Do you look at those first three beatitudes and ache, feeling the pain of a world where these things happen? Do you share the frustration of the ancient prophet Habakkuk?
O Lord, how long shall I cry for help,
and you will not hear?
Or cry to you "Violence!"

Why do you make me see iniquity,
and why do you idly look at wrong?
Destruction and violence are before me;
strife and contention arise.

So the law is paralyzed,
and justice never goes forth.
For the wicked surround the righteous;
so justice goes forth perverted.
Is the injustice filling the world, two thousand years after Jesus spoke out about these things, all too much for you? Then this fourth beatitude is for you.

It contains the hope and the promise that, in Caversham, Britain and throughout the world, God really is at work: that his Kingdom will come and his will be done in Caversham as in heaven. The challenge, especially for any church interesting in “Becoming a Christlike community”, is whether we can see God at work and come together as Jesus’ followers to join in. Whether we care enough to speak out against injustice and work with those who suffer, to challenge the powerful vested interests and to make ‘the system’ work for people instead of against them.

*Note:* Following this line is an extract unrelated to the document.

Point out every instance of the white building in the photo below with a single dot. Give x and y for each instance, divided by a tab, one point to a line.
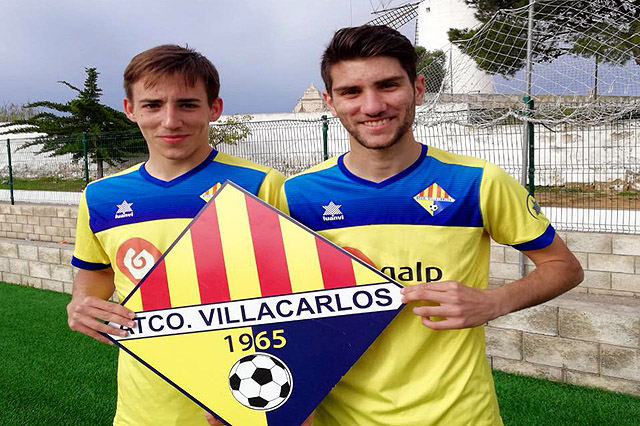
435	18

In Jesus we have a covenant of Grace, but it is no less a promise of Justice. There will be an accounting, there will be restoration of all that is stolen, and there will be truth. Then there will be renewal and new life, providing there is mercy – see the forthcoming post on the next beatitude (hopefully a bit sooner than I've been achieving so far).

In the meantime, a poem from the First World War, written by Robert Palmer, who died in 1916, aged just 27:
How Long, O Lord? 
How long, O Lord, how long, before the flood
Of crimson-welling carnage shall abate?
From sodden plains in West and East, the blood
Of kindly men steams up in mists of hate,
Polluting Thy clean air; and nations great
In reputation of the arts that bind
The world with hopes of heaven, sink to the state
Of brute barbarians, whose ferocious mind
Gloats o'er the bloody havoc of their kind,
Not knowing love or mercy. Lord, how long
Shall Satan in high places lead the blind
To battle for the passions of the strong?
Oh, touch Thy children's hearts, that they may know
Hate their most hateful, pride their deadliest foe.
A final note about the great Eddy Grant's protest song referenced in this post's title. Grant was singing about a great injustice of his time: apartheid in South Africa. He released the song in 1988; by 1991 apartheid was formally over, and in 1994 there was the first democratic election, leading to Nelson Mandela becoming president. To date, whilst a painful and damaging legacy of apartheid remains in South Africa, there has been no bloodbath and no economic collapse.

There remains hope, Jo'anna, so let us all do our parts in promoting justice wherever we are.

May Grace, peace and the hope of real change fill your week ahead.